The resulting processing pipeline is shown in the following figure.
The yellow boxes indicate processing performed by the ARM cores, while the green one refers to the computation carried out by the NPU.
The following screenshots show the application running on the EVK.
It is worth remembering that, even though OpenPose was replaced, the software interface between high-level layers and PoseNet was not altered allowing to keep untouched these layers.
Step #2[edit | edit source]
Step #2 concerned implementing some optimizations in order to increase the overall frame rate.
As usual, before implementing any optimization, the code was profiled in order to detect the portions that made sense to optimize. In addition to traditional, well-know techniques, specific NPU-related tools were used as well. For instance, the following dump shows a detailed report referring to the execution of a Convolutional Neural Network (CNN) on the accelerator.

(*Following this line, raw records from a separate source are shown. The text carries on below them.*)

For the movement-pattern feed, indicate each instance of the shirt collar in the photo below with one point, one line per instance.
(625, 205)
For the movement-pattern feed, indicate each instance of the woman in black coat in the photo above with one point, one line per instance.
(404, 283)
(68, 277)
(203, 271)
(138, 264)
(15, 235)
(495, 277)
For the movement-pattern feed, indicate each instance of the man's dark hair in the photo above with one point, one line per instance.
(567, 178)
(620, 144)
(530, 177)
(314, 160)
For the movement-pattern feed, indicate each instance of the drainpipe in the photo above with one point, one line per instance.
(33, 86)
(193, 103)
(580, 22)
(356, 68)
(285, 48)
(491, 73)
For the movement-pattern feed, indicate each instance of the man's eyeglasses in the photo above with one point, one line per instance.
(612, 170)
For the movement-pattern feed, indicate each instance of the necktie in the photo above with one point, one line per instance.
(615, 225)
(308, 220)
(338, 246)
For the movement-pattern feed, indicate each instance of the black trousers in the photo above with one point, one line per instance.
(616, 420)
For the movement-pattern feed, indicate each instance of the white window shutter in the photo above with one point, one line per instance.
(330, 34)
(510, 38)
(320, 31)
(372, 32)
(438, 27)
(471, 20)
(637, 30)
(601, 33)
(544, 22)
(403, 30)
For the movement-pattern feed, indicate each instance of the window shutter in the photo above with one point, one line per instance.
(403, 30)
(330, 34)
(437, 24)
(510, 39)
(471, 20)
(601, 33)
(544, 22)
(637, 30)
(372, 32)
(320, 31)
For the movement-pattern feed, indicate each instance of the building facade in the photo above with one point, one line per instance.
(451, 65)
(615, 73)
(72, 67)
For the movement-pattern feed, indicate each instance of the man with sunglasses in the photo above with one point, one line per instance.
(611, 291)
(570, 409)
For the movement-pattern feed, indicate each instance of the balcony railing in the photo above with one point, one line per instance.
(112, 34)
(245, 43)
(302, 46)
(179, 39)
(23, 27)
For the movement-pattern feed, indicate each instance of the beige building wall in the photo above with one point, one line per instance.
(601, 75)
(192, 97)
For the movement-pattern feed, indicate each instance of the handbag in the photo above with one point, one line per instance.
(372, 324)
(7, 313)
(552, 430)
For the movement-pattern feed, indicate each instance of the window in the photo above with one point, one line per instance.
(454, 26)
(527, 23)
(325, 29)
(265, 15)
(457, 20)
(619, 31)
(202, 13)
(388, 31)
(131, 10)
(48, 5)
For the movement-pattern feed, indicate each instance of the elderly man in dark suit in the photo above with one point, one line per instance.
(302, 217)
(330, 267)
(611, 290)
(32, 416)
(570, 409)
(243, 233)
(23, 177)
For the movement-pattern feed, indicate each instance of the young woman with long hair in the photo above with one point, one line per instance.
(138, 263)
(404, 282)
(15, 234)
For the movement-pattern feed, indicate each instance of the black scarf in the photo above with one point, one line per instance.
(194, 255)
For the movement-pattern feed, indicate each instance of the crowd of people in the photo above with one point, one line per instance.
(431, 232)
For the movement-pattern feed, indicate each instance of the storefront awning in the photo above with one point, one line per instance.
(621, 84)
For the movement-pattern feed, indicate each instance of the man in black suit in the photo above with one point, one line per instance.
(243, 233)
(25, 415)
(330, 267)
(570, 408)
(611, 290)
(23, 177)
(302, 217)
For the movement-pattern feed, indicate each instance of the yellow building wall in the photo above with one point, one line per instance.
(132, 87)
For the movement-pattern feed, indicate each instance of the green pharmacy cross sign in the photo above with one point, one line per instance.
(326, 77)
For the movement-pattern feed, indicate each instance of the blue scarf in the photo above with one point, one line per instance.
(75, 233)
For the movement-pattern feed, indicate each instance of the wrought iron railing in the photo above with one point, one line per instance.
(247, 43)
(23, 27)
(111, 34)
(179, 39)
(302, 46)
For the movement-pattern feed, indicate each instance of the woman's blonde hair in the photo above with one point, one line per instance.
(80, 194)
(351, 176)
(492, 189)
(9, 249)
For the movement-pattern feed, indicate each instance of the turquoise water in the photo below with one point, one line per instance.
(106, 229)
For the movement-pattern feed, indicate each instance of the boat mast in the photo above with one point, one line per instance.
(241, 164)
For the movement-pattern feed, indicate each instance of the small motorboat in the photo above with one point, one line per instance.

|LAYER ID||LAYER NAME||OPERATION ID||OPERATION TYPE||TARGET||CYCLES||READ BW [MByte]||WRITE BW [MByte]||AXI READ BW [MByte]||AXI WRITE BW [MByte]||DDR READ BW [MByte]||DDR WRITE BW [MByte]||TIME [μs]|
Combining the results of profiling with a manual analysis of the code, it was decided to work on the operations performed before the inference. Basically, these tasks were restructured to implement a parallel computation for the purpose of leveraging the quad-core ARM Cortex-A53 cluster. The resulting architecture is depicted in the following figure.
Step #3[edit | edit source]
In this step, the application was migrated to the definitive hardware platform, the aforementioned ORCA SBC, which was designed while the software team was working on the EVK.
Testing[edit | edit source]
The following clip shows the application running on the ORCA SBC.
In the example, the system was fed with a 640x360 25fps stream. On average, the frame rate of the processed stream is 23 fps.
This screenshot illustrates the CPU load during the execution of the application. As expected, the 4 ARM cores are almost fully loaded because of parallel computation implemented in the algorithm.
For convenience, this test was run using an MPEG4 video file as input. Well-known OpenCV libraries were used to decompress the video and to retrieve the frames. At the time of this writing, these libraries did not support i.MX8M Plus's hardware video decoder. As such, it should be taken into account that video decompression is carried out by the ARM cores as well. Thus, in the case of an uncompressed live stream captured from a camera, it is expected to have further processing headroom for the core computations.